Richard King began serving as principal horn of The Cleveland Orchestra in 1997, having joined the ensemble in 1988 as Associate Principal at the age of twenty. Mr. King has been featured numerous times as soloist with the Cleveland Orchestra and has also appeared as soloist with the Tokyo Symphony and New Zealand’s Auckland Philharmonia. A native of Long Island, New York, Richard began playing the horn at the age of nine and spent six years as a student of Arthur Green. He then attended the Curtis Institute of Music in Philadelphia where his primary horn teacher was former Cleveland Orchestra principal Myron Bloom. While at Curtis, he spent summers at the Tanglewood, Spoleto, and Schleswig-Holstein music festivals. An active chamber musician and recitalist, he has performed as a member of the Center City Brass Quintet since 1985; their five recordings on the Chandos label have been met with wide critical acclaim. His albums of Chamber Music for Horn and Schubert Lieder transcribed for horn and piano has been released by Albany Records. Mr. King is on the faculty at the Cleveland Institute of Music and the Kent/Blossom Music Professional training program. He plays a Conn 8D french horn and is a clinician for the Conn-Selmer musical instrument company. Richard lives in Cleveland Heights with his wife Julie, a cellist, and their children, Charlie and Amelia.

Richard is a Conn-Selmer Artist and performs on the Conn 8-D horn exclusively.

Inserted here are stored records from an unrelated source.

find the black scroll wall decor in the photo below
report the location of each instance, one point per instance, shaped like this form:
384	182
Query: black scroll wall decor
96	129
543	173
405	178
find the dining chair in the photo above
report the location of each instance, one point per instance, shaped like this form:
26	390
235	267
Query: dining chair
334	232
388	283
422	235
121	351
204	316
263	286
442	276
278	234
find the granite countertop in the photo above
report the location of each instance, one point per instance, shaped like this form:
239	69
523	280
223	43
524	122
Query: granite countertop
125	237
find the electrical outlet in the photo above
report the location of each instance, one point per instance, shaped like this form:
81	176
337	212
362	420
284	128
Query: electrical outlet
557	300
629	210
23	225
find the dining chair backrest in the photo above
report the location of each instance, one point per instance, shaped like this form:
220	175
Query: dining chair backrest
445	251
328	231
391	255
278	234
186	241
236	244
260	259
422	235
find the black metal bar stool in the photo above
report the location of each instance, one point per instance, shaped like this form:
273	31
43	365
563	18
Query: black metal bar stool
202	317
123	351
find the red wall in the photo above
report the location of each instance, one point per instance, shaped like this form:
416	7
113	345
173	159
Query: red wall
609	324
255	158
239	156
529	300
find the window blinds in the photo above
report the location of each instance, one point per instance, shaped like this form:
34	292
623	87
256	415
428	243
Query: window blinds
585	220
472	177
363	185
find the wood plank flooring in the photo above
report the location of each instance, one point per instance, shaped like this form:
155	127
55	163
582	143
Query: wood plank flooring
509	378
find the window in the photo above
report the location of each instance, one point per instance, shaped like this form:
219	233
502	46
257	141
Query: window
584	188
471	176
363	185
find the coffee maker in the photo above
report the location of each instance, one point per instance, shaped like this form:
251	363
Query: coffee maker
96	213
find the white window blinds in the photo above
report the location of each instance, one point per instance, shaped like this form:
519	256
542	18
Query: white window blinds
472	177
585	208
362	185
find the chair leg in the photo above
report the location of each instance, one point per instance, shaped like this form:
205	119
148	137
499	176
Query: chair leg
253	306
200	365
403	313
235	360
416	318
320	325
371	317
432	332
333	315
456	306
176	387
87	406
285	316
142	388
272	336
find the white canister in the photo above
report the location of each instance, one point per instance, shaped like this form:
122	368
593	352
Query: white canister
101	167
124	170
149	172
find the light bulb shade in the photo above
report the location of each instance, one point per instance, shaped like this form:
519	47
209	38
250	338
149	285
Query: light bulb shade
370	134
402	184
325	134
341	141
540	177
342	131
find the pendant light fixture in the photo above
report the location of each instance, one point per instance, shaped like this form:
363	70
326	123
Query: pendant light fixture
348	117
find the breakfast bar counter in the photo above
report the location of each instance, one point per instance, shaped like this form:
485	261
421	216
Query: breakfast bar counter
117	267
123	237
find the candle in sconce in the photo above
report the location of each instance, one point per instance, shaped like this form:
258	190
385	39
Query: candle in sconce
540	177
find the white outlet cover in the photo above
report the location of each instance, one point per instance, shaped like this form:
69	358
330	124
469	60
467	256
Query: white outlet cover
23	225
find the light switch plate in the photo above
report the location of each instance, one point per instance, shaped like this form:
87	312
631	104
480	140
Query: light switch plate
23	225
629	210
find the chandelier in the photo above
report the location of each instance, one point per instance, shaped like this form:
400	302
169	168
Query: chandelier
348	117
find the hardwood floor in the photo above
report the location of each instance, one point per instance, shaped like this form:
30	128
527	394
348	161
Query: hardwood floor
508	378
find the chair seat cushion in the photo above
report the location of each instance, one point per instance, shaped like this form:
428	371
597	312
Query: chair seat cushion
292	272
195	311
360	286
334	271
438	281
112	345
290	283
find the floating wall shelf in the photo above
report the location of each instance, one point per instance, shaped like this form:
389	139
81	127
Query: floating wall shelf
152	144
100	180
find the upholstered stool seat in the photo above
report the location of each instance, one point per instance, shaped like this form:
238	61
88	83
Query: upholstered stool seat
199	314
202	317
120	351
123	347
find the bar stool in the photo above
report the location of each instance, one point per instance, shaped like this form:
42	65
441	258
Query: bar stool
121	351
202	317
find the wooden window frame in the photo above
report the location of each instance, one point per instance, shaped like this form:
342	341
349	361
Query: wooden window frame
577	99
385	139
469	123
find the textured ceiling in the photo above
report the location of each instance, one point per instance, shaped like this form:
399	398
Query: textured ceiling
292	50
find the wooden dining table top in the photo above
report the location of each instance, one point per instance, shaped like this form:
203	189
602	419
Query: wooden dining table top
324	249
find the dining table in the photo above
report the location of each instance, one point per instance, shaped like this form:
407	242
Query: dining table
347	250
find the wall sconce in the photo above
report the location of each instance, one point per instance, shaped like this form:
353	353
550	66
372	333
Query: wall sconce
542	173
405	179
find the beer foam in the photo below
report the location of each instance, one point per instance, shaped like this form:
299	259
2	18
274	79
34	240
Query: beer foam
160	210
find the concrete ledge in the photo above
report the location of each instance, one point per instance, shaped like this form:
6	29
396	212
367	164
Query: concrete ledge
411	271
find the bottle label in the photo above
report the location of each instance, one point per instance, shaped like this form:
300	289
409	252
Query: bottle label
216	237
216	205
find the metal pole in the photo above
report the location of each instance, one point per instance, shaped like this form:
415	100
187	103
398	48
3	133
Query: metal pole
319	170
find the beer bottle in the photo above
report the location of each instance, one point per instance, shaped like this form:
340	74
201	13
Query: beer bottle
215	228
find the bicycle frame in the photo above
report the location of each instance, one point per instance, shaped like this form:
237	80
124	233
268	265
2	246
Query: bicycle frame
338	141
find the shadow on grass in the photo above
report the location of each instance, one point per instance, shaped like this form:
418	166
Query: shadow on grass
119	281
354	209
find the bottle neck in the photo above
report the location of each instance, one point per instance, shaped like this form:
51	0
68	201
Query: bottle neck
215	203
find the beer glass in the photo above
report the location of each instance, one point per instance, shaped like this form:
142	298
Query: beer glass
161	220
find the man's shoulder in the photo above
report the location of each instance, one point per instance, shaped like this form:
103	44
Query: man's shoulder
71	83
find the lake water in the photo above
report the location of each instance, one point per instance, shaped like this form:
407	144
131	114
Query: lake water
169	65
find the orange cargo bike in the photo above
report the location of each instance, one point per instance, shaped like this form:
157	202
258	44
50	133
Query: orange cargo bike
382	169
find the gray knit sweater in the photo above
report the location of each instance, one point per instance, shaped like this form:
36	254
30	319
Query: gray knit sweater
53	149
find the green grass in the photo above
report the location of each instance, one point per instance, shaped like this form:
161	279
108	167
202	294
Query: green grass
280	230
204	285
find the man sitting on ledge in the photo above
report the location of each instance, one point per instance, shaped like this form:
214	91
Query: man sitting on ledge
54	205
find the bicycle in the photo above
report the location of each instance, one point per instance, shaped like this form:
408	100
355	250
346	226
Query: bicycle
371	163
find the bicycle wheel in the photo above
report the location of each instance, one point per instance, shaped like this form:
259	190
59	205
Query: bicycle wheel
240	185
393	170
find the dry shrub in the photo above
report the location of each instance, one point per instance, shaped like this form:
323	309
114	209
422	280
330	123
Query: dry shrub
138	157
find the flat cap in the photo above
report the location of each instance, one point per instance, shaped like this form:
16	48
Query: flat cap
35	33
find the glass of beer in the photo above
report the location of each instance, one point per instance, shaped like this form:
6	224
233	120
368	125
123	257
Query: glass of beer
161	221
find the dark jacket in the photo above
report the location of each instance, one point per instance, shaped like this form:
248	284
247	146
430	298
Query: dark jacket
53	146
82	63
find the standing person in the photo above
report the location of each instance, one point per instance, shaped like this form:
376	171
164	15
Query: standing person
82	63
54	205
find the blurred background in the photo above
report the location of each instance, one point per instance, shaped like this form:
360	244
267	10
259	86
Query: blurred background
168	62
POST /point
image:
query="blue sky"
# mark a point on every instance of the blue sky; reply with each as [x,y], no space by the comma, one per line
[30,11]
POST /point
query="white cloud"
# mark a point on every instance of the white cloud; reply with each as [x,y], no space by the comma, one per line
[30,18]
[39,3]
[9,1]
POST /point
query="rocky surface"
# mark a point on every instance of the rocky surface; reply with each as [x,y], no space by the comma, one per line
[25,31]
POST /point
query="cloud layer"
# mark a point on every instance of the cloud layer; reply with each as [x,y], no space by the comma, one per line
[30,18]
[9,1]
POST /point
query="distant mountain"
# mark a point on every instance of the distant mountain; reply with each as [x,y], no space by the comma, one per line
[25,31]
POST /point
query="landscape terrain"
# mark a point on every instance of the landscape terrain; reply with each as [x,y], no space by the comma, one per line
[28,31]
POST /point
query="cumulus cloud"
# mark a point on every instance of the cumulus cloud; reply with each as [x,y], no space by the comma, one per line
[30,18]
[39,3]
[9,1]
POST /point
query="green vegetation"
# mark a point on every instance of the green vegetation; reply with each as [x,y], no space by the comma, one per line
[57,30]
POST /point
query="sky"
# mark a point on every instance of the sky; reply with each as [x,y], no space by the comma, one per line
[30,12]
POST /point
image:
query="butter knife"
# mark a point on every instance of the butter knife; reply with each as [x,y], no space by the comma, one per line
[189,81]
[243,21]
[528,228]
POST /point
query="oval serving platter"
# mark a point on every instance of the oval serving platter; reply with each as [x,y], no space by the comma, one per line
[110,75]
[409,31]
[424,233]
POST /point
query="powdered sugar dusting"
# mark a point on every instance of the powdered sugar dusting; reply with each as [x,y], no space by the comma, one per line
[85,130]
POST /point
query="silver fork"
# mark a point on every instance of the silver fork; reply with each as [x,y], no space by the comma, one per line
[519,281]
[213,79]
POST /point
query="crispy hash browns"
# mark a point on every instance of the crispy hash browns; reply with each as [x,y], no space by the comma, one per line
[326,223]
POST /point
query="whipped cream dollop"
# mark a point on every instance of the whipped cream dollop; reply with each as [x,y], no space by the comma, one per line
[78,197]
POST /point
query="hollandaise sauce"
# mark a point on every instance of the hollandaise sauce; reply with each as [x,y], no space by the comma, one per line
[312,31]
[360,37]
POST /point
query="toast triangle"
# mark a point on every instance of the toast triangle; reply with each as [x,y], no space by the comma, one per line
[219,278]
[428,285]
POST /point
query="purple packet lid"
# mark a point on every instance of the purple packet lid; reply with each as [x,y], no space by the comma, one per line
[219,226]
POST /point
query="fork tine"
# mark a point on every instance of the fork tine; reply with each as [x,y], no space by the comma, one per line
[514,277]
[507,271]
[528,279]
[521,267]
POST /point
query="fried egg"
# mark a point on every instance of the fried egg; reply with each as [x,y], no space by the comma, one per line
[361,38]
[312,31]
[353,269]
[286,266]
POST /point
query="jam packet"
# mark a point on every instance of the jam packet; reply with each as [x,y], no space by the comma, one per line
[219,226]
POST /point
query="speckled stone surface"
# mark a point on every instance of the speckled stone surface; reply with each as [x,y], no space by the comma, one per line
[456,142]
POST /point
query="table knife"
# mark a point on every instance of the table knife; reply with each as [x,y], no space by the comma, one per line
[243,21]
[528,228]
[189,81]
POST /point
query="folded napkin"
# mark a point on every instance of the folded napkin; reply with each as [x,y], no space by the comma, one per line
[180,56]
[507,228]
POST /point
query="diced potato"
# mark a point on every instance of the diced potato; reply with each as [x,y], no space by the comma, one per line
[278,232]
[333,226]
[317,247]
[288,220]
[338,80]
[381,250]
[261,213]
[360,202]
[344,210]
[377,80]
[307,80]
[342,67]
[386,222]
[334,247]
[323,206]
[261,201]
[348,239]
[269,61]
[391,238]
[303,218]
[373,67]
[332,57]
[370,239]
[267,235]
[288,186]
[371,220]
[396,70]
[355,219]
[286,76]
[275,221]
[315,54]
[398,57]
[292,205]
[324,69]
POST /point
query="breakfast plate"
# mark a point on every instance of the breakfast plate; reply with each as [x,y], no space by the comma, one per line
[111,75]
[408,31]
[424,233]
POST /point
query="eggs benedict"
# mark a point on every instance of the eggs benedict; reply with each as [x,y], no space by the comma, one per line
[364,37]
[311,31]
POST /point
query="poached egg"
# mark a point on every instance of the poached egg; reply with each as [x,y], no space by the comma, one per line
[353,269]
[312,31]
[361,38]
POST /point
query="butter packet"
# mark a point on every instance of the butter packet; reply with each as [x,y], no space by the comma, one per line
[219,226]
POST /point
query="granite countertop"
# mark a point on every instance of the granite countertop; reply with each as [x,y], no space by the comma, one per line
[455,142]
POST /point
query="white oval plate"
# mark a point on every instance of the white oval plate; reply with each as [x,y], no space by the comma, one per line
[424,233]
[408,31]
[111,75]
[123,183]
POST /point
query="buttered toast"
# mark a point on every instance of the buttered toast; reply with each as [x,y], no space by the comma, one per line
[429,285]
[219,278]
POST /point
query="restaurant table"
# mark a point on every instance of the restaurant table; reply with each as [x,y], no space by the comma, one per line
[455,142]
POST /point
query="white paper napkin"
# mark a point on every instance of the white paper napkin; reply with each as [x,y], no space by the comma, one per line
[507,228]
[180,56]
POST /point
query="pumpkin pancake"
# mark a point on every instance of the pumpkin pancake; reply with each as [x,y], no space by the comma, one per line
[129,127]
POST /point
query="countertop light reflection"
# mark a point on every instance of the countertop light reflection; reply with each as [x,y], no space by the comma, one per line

Ko-Ichiro Yamamoto, one of the foremost Japanese trombonists of his generation, is the principal trombonist of the Seattle Symphony and a faculty member of the University of Washington School of Music. He formerly was a trombonist with the Metropolitan Opera Orchestra, New York for 10 seasons. Active as a soloist, recitalist, chamber music performer and clinician, Ko-ichiro has performed with many groups, including the New York Philharmonic and Metropolitan Opera Chamber Orchestra, and as guest solo principal trombonist of the NHK Symphony Orchestra, Tokyo. Ko-ichiro has been a guest soloist with the Tokyo Symphony Orchestra, the Osaka Municipal Symphonic Band (OMSB), New Philharmonic Japan and The U.S. Army Band (Pershing’s Own). He was a soloist with the Seattle Symphony Orchestra in world-premiere performances of Sam Jones’s Trombone Concerto in April of 2009. Born in Tokyo, he began studying trombone at age 12 with his father, Tatsuo Yamamoto, and Mr.Yoshiki Hakoyama. He studied with Joseph Alessi, principal trombonist of the New York Philharmonic, at The Juilliard School from 1994-96. His solo discography includes “Proof “and “Family Tree” (Kosei Publishing) and “Trombone Concerto” (Octavia Recordings).

His official website is:

Craig Knox is Principal Tuba of the Pittsburgh Symphony Orchestra, Artist-Lecturer in Tuba at Carnegie Mellon University, and Adjunct Professor of Tuba at Duquesne University. He previously served as Acting Principal Tuba of the San Francisco Symphony Orchestra, and held the Principal Tuba chair of the Sacramento Symphony and the New World Symphony orchestras. Prior to his appointment in Pittsburgh, he was in frequent demand as a guest performer with numerous major orchestras including the Philadelphia Orchestra, Cleveland Orchestra, Chicago Symphony Orchestra, Minnesota Orchestra, and the Detroit Symphony Orchestra. Craig performs with the Pittsburgh Symphony Brass and has played and toured with the Chicago Chamber Musicians Brass Quintet and Empire Brass. As soloist, he has appeared with The U.S. Army Band (Pershing’s Own) and with the Pittsburgh Symphony Orchestra, in the world-premiere of Andre Previn’s Triple Concerto for Horn, Trumpet and Tuba. Craig’s solo album A Road Less Traveled is available on the Long Tone Music label, and he can be heard with his colleagues of the low-brass section of the Pittsburgh Symphony on the recording From the Back Row, on the Albany label. He performs each summer with the Grand Teton Music Festival in Jackson, Wyoming.